Despite having lived in a myriad of different places, all fashioned with some amount of windows, there has yet to be a window as significant as the one I just described. Until now. As I was perusing Facebook (I embarrassingly admit that I do that from time to time), I stumbled across these photos and I was struck by the instant realization of the significance of this window. And though I am presently hoping, praying with all faith and fervor to escape detention from behind its view, it has already left its mark of significance on my life. I have spent an approximated 2850 hours behind this window and during the course of that time have experienced full spectrum of my emotional repertoire. I have wept achingly, rejoiced with jubilation, raged with fury - and everything in between. I have lived a lot of life from this view, decided on a lot of things like what to name my child and to teach my children at home (I may not have been able to make that decision had I not had this chance to be away from home for a time). Regardless of how I will ultimately characterize the summation of my time here, the fact is that this window's view, the perspective with which I see the world from here - and all of the thoughts and feelings that go along with that, have made lasting impressions on my life.

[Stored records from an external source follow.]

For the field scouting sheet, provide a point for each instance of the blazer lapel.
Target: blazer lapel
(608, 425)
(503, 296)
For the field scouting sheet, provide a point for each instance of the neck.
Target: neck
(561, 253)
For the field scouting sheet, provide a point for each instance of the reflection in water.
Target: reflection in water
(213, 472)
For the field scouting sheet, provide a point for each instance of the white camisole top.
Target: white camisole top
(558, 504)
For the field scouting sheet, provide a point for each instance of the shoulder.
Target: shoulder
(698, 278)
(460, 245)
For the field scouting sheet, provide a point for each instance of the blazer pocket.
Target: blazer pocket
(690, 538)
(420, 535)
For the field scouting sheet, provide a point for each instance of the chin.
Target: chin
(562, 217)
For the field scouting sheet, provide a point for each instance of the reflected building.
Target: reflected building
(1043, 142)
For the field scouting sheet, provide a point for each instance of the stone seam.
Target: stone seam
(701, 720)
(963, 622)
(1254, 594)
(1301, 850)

So, I celebrate this window. And all the windows that have ever shaped my view of life by providing me with a backdrop on which to think and ponder and dream and change and grow and cry and work and rest.
I am happy to have these photos to commemorate its creation. Little did I know then what this 18'x10' wall of glass would mean to me.
No glass yet. Just frame. We would walk right through them.
Hiding what's inside.
There she is. I like looking through the other way - a view I rarely have
except on my usual mad dash to get inside on time.
Are there meaningful windows from your past or present? What significance do they hold?